Jack Balkin gives three limiting principles that "that justifies the individual mandate but doesn't give Congress unlimited power under the Commerce Clause." Here's an interview with Akhil Reed Amir Ezra Klein did that explains some of these issues.
I don't know if I understand the actual activity/inactivity distinction. My legal realist/marginalist mind always believes there are five people who are party to an economic transaction - the buyer (B), the seller (S), the next best buyer (B'), the next best seller (S') and the government (G). If B = B' and S = S' you are starting to see the shadow of that beast economists are always talking about - an efficient market.

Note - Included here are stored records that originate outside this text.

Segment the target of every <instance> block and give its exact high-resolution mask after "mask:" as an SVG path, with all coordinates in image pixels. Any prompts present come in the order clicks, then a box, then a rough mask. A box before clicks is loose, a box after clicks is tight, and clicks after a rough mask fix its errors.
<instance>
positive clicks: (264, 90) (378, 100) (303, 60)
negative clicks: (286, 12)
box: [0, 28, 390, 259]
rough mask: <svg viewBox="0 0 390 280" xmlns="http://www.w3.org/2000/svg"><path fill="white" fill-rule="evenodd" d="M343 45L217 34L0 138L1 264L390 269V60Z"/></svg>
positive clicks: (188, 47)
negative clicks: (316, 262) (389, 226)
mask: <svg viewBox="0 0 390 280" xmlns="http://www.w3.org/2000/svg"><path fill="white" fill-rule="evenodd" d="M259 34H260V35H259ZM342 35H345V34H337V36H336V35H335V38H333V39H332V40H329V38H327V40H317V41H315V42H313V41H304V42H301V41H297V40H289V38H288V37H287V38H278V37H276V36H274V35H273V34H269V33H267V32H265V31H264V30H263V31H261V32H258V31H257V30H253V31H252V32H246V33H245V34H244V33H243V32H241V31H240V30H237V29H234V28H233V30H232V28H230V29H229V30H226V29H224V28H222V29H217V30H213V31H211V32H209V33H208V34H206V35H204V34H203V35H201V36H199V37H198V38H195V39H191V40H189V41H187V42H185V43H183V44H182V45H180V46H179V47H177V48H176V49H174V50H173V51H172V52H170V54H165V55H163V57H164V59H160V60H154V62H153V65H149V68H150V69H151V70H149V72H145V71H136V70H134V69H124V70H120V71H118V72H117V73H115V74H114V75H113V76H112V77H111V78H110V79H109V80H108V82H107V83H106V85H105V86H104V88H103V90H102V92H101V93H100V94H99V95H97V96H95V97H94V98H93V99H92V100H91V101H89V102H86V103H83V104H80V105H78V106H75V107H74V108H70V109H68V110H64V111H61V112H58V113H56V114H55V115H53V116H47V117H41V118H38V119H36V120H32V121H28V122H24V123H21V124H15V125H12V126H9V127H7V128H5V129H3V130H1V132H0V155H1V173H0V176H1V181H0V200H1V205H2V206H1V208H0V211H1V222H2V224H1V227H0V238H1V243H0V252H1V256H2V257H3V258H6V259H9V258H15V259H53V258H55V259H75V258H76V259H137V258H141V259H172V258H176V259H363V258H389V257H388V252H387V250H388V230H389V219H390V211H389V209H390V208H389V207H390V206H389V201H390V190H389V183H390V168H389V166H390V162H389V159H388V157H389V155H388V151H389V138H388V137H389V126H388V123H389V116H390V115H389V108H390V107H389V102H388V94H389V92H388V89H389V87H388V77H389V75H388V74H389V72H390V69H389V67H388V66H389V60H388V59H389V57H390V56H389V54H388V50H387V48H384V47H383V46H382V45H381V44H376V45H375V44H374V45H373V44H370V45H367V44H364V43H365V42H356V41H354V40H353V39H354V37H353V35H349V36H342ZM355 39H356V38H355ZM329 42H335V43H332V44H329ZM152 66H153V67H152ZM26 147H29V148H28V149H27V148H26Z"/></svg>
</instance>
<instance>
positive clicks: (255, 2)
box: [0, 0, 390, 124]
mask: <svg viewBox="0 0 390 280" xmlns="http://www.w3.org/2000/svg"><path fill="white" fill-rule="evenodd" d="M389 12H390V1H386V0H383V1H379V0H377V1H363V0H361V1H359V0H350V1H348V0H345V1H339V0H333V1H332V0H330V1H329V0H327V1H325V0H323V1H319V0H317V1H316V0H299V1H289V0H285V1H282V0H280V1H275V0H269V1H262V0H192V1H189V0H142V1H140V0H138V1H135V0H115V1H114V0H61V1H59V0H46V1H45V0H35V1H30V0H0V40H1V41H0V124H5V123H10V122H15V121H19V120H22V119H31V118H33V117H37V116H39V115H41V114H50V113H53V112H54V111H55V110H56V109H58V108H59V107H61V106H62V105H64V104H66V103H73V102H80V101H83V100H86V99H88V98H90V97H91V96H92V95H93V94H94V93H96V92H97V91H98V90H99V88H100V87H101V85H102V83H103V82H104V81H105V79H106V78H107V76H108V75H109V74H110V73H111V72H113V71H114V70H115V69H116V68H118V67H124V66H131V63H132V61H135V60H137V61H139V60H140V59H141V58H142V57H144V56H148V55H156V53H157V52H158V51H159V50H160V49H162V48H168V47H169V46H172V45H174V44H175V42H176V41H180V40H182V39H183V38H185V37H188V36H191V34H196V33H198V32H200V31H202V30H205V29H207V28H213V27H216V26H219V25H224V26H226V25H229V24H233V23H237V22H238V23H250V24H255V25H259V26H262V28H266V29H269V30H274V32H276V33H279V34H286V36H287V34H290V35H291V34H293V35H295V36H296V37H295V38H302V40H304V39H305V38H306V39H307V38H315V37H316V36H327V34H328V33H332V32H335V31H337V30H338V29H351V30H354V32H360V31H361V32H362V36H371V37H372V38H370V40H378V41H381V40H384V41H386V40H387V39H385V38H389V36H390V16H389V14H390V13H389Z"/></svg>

But what if they are different? Picture you are B, and you are drowning in a lake and looking to buy a life-preserver from the shore, and I'm S, who will sell it to you for $50,000. If there isn't a S' who will do it for the dollar of time it takes to do it around (or if S' is even more of a jerk than I am and will charge more), and if a government G will enforce the contract instead of voiding it, then you just bought yourself one hell of an expensive life-preserver.
The existence of the next available buyer and seller, even if they don't buy or sell anything, has a huge impact on how the market functions and the subsequent distributional consequences. There's no economic inactivity, no outside the market, even if people aren't actually buying and selling. And that's with generic transactions, not ones with informational dynamics like health care.
But that's me. What would a conservative judge make of this argument? Luckily we have one who upheld Obamacare last November - Lawrence Silberman. His opinion upholding Obamacare is worth your time. He argues:
But to tell the truth, those limits are not apparent to us, either because the power to require the entry into commerce is symmetrical with the power to prohibit or condition commercial behavior, or because we have not yet perceived a qualitative limitation. That difficulty is troubling, but not fatal, not least because we are interpreting the scope of a long-established constitutional power, not recognizing a new constitutional right....
It certainly is an encroachment on individual liberty, but it is no more so than a command that restaurants or hotels are obliged to serve all customers regardless of race, that gravely ill individuals cannot use a substance their doctors described as the only effective palliative for excruciating pain, or that a farmer cannot grow enough wheat to support his own family. The right to be free from federal regulation is not absolute, and yields to the imperative that Congress be free to forge national solutions to national problems, no matter how local–or seemingly passive–their individual origins.
It's worth noting that when Citizens United came back as a 5-4 decision, the court went all out with an expansive ruling against campaign finance regulations, reworking the entirety of the legal framework, instead of a narrow interpretation relevant to the case at hand. Will we see a similar move if the court comes back 5-4 against Obamacare?